Harvesting the Grapes - After the decision is made that the grapes in a given vineyard are ripe, they are harvested. Harvesting can be done in multiple ways from traditional hand picking to machine harvesting. When harvesting it is important to ensure that the grapes are healthy and not damaged, while also discarding unripe, rotten or otherwise unfit grapes so that only the best grapes are used in the wine. Most winemakers are meticulous about sorting out only the best looking grape clusters.

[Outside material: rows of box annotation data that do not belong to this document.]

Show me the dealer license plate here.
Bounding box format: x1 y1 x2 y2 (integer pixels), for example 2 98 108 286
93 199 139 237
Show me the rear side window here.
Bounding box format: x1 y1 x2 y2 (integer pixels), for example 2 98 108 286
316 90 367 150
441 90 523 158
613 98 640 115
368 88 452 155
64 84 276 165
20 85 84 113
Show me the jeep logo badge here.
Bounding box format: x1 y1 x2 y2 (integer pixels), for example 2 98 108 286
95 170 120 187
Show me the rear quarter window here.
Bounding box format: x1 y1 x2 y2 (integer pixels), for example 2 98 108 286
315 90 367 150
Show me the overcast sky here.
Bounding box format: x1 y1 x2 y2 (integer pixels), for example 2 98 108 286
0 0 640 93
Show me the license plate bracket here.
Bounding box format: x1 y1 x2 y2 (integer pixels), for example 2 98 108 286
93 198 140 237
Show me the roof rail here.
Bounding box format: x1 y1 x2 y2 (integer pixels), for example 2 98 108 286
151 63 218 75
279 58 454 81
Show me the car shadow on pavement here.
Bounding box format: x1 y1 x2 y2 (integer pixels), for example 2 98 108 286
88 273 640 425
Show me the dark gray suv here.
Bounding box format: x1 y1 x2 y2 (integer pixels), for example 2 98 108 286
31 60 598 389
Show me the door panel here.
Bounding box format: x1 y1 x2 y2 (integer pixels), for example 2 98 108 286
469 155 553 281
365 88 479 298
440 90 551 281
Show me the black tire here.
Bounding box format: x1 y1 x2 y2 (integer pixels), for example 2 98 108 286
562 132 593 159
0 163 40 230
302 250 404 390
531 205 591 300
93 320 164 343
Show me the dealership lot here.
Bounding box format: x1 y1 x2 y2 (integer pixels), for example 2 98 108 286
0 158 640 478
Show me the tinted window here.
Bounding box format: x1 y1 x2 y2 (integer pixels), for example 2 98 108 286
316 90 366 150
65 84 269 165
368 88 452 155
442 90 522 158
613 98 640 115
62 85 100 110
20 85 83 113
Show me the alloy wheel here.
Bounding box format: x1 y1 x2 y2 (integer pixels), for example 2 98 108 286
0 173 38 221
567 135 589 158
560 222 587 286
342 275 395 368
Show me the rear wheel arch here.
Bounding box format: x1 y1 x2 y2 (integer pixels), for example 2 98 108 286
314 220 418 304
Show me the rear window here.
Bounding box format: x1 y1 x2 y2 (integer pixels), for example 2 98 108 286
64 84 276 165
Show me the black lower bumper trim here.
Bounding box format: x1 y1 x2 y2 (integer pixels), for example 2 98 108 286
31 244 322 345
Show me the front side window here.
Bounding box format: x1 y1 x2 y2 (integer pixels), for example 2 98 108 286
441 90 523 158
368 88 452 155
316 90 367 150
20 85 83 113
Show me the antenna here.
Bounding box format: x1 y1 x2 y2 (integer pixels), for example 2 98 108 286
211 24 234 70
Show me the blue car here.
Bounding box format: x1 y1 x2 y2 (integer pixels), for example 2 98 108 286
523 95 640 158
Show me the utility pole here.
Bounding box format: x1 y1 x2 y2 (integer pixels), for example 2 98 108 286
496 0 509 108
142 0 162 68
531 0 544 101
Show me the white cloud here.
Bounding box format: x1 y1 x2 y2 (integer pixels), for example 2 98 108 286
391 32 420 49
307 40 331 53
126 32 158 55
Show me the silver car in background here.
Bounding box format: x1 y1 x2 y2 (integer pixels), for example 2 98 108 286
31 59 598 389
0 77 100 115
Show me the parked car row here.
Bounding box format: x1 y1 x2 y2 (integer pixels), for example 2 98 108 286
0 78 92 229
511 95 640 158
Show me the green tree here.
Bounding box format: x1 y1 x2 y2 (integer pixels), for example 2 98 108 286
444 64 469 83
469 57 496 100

Fermentation - The process by which sugar is transformed into alcohol; how grape juice interacts with yeast to become wine. After sorting, grapes are usually either partially or completely de-stemmed. They are then usually pressed (although not always), then are placed in either stainless steel tanks or oak barrels to undergo fermentation. Most of the time the winemaker will add a yeast that is known best for a complete fermentation of the varietal. Over several days the yeast will start growing and they will consume the sugar in the grapes, converting it to alcohol (ethanol or ethyl alcohol) and carbon dioxide (which comes out as gas bubbles). During this process the fermenting grapes' temperature is usually controlled somewhat and the grapes on top that rise to the surface are occasionally "punched down". Alternatively, juice from the bottom of the tank is pumped over the top to promote color extraction. Eventually, for dry table wines, all the sugar is converted by the yeast to alcohol and the fermentation slows and eventually stops.
Malolactic Fermentation - A secondary fermentation, often occurring in barrels, whereby harsher malic acid is converted into creamier lactic acid.
Barrel Fermented - A process by which wine (usually white) is fermented in oak barrels rather than in stainless steel tanks; a richer, creamier, oakier style of wine.
Aging - After fermentation most wines undergo some type of aging prior to bottling. For very fresh wines that are meant to be drunk right away, this still can be skipped, but for more serious wines with more depth and complexity, aging helps them develop more complexity, bringing them into a more balanced wine, while also rounding out its finish, leading to a more complete wine. Aging can be done in many ways, the most common probably being aging in oak barrels. The type of oak used, the size of the barrels, the age of the barrels and the amount of charring of the oak can influence the effect this has on flavor tremendously. New oak, with higher char and smaller barrels can all lead a very toasty, oaky aroma and flavor to the wine, while larger, older, and less charred oak barrels just let the wine age without as much oak flavor influence. This is the choice of the winemaker depending on the style their looking for. During the aging process, the winemaker generally tastes the wine occasionally to determine when the wine is ready to bottle.